Former Amgen Rep Says Arbitration Hides Misdeeds
by Ed Silverman | Pharmalot
August 5, 2010
Over the past few years, two Amgen reps have battled the biotech over arbitration proceedings they claim they were forced to enter as a consequence of employment disputes. In 2006, Elena Ferrante filed a $10 million lawsuit, charging she was fired in retaliation for not complying with an allegedly improper marketing strategy for the Enbrel rheumatoid arthritis med. Similarly, Marc Engleman accused Amgen of forcing reps to engage in off-label promotion and patient privacy violations. He subsequently resigned and later sued the biotech and an arbitration group for “procedurally unconscionable” practices.
In both cases, arbitration has dragged on with no apparent end in sight. Meanwhile, Amgen has successfully convinced arbitrators in both cases that confidentiality is warranted. As a result, numerous documents have allegedly been kept under wraps. For instance, documents that pertain to the Ferrante case have appeared in the Engleman case, according to their attorneys, but cannot be shared. And they maintain the arbitration groups, which are paid by Amgen, have been complicit. This may seem like inside baseball, but the attorney says the cache of documents may also contain information about alleged off-label marketing that may be of interest to government investigators.
For instance, as Amgen notes in a recent Securities and Exchange filing, subpoenas were received from US Attorneys in New York and Washington pertaining to HIPAA violations. Meanwhile, subpoenas were also received from Attorneys General from New York and New Jersey, who are probing violations of consumer fraud laws and state false claims acts concerning Enbrel. These are related to at least 10 qui tam, or whistleblower lawsuits that have spurred civil and criminal investigations among “a large number of states”.
Among the documents that remain out of view are internal emails and off-label studies, according to Lydia Cotz, Ferrante’s lawyer, who maintains confidentiality was never a condition of arbitration. “The parties agreement to arbitrate use the federal guidelines and also allow for the parties to go to court for injunctive relief, but no where in the agreement does it imply expressly that the arbitration proceeding or the documents are confidential. The documents are not confidential under any court rule or even under the Federal or state rules that are used to seal records,” she tells us. “The courts rely on transparency, but the presumption of confidentiality runs counter to the federal and state court, especially when the documents are serious public policy violations and effect the public’s health and welfare. Amgen has tried to construct an artificial restraint.”
Rob Hennig, who is Engelman’s lawyer, is equally vocal. “Amgen forced Mr. Engelman and Ms. Ferrante to agree to arbitration as a condition of their employment by misrepresenting the arbitration process…and has used arbitration against Ms. Ferrante and Mr. Engelman – both of whom complained of Amgen’s illegal marketing of the drug Enbrel – to minimize any bad publicity of its illegal conduct. (The company) has used the arbitration process as a burial ground for its fraud against the taxpayers and its illegal promotion of drugs for ever greater profits.

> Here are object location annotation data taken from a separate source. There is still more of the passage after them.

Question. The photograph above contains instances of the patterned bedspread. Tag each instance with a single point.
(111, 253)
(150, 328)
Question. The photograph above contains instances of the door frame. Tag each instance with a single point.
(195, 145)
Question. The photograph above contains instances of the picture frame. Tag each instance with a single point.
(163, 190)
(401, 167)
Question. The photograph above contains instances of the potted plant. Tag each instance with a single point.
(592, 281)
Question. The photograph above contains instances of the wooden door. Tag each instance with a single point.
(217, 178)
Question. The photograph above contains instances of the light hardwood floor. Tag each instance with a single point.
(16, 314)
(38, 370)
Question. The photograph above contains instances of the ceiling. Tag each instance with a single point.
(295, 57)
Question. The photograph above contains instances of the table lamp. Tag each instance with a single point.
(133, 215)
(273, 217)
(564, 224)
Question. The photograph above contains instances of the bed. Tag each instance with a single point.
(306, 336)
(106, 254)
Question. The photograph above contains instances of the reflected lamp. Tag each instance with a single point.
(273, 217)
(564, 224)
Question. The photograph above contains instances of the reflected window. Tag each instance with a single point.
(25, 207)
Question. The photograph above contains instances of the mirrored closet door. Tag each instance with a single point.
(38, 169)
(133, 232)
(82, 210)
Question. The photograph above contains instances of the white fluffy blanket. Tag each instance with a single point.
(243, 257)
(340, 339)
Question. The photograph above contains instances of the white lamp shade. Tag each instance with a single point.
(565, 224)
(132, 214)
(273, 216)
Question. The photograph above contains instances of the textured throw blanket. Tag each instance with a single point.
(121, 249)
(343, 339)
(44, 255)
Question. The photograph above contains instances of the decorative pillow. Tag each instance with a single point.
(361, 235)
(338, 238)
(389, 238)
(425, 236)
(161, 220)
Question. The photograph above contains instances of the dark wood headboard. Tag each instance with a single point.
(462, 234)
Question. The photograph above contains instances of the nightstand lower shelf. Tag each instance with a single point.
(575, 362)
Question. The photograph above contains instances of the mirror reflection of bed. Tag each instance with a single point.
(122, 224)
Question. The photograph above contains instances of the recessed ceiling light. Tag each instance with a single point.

“Amgen demanded confidentiality in the Engelman proceeding 18 months after the Engelman arbitration started,” he continues. “Over Mr. Engelman’s vocal objections, this demand was granted by the arbitrator…without any acknowledgement that in whistleblower cases…confidentiality exclusively benefits the employer. Imposing confidentiality on a whistleblower case imposes a gag order preventing the exposure Amgen’s fraud and illegal activity, directly contravening the public policy purpose of these whistleblower laws in the first place.”
Meanwhile, Engleman sent us this note: “It’s a travesty of justice in the legal system. The little guy has no chance for a favorable decision against corporate America when they are paying the arbitrator. What arbitrator would make a ruling against corporate America? They would never be selected to arbitrate another case. My case against Amgen should be heard in the court of law, not hidden under the veil of arbitration, this way the public can know the truth of the illegal tactics that Amgen does in promoting their drugs which can lead to harm to patients.”
An Amgen spokesman sends us this statement: “Amgen believes that the remaining claims in these two arbitrations have no merit. We look forward to concluding these matters in the arbitration process agreed to by all parties. Apart from that, we will not comment on pending litigation or personnel matters.” A spokeswoman for the American Arbitration Association, which is hearing Engleman’s case, did not respond to a request for comment. A spokesman for JAMS, which is hearing Ferrante’s case, says he cannot comment on pending cases.